Budapest history

Budapest

Budapest

Perhaps no other capital has played such a dominant role in the life of a nation as Budapest. About 2 million people or every fifth Hungarian lives in the capital. It is, from head to toe, a European city. Besides the citizens of many nations, more and more foreigners choose to make Budapest their home. During its long history it was destroyed innumerable times, and its citizens exterminated; yet it has always risen again, evolving and becoming ever bigger and more colorful. Each age has left behind its marks, each rejected and destroyed, but built also, so configuring today's exciting, in places opulent, in other places dingy city.

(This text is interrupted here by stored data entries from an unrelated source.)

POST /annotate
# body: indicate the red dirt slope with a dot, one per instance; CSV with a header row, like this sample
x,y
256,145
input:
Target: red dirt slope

The Danube, Europe's highway, determines the life of Budapest dividing it into two and yet connecting both sides of the city's unfurling districts. The Buda hills and the soft inclines of Óbuda on the left bank and the Pest plain on the right bank diversify the city. The islands embraced by the Danube - of which the centrally situated Margaret Island, which contains perhaps the most beautiful park of the city, further enrich this picture.

The royal castle and the castle district define the view of Buda. Most of the residential quarter was built in the 20th century. Buda has played an essential role in the life of the Hungarians since the Hungarian settlement in the 9th century. After the invasion of the Mongols in 1241 the first significant fortress was built here for the protection of the population. Since the middle ages it has been the seat of the kings. Turkish forces, sieges, wars, and finally the embittered battles of the last days of the 2nd World War haven't left much remaining of the former palaces, but even in their ruins they maintain their former glory.

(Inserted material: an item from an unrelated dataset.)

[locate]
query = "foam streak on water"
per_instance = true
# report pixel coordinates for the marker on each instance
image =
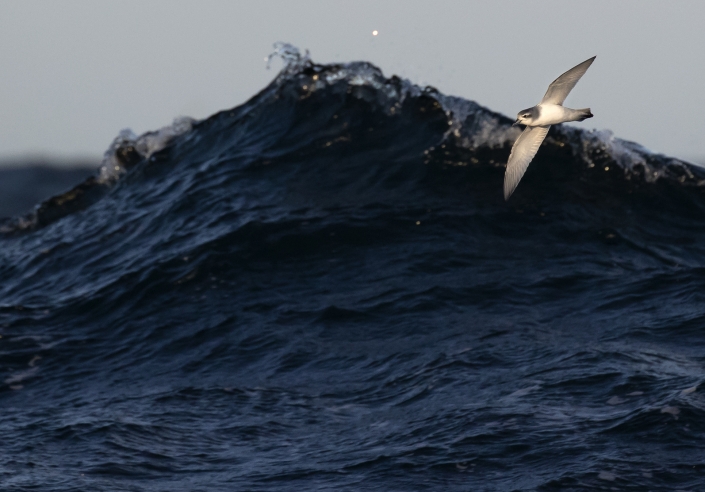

After the withdrawal of the Romans, Óbuda slowly lost its importance. At the time of unification it was a city with industry and commerce, with family homes, but today it has almost completely changed. Not much is left of the charming little town; in its place we find today mostly vast pre-fab housing projects, built in the 1960's and '70's.

The view of Pest on the left bank is dominated by the dynamic economic and social marks of the development of large middle class housing units throughout the 19th century. Despite the wide radial and ring roads of systematic town planning and development, Pest, deals with the traffic demands of the recent threefold population boom only with difficulty.

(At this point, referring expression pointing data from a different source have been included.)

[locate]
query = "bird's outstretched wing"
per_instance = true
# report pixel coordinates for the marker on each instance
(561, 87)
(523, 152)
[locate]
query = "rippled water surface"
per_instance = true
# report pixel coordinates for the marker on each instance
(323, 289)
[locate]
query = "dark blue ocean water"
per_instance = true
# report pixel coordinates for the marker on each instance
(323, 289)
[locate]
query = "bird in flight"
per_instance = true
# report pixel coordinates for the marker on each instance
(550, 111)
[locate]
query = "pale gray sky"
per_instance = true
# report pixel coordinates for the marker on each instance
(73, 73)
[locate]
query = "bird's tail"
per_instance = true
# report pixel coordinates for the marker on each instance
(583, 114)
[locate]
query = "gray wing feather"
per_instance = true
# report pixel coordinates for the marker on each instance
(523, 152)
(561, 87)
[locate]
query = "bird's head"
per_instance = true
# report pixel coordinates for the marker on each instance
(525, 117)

The unification of the three independent cities was only made possible by building the bridges across the Danube. Before the completion of the chain bridge in the year 1849 only ferryboats and a temporary wooden bridge connected the two banks. At the end of World War 2 every one of the bridges was destroyed. Today seven bridges secure the connection between the two halves of the city. Three of them, Freedom Bridge, Margaret Bridge and Chain bridge, can still be admired in their original beauty.

Even today the building of the city, the redevelopment of the ruined and neglected edifices continues. The economic boom in the years after the recent political changes has given these labors a powerful boost. Our capital - growing into a true "world city" - renews and transforms itself from day to day, greeting those arriving with ever more to see. The past and the present live together in this exciting, bustling city; a mood equally amazing to visitors and those who live here.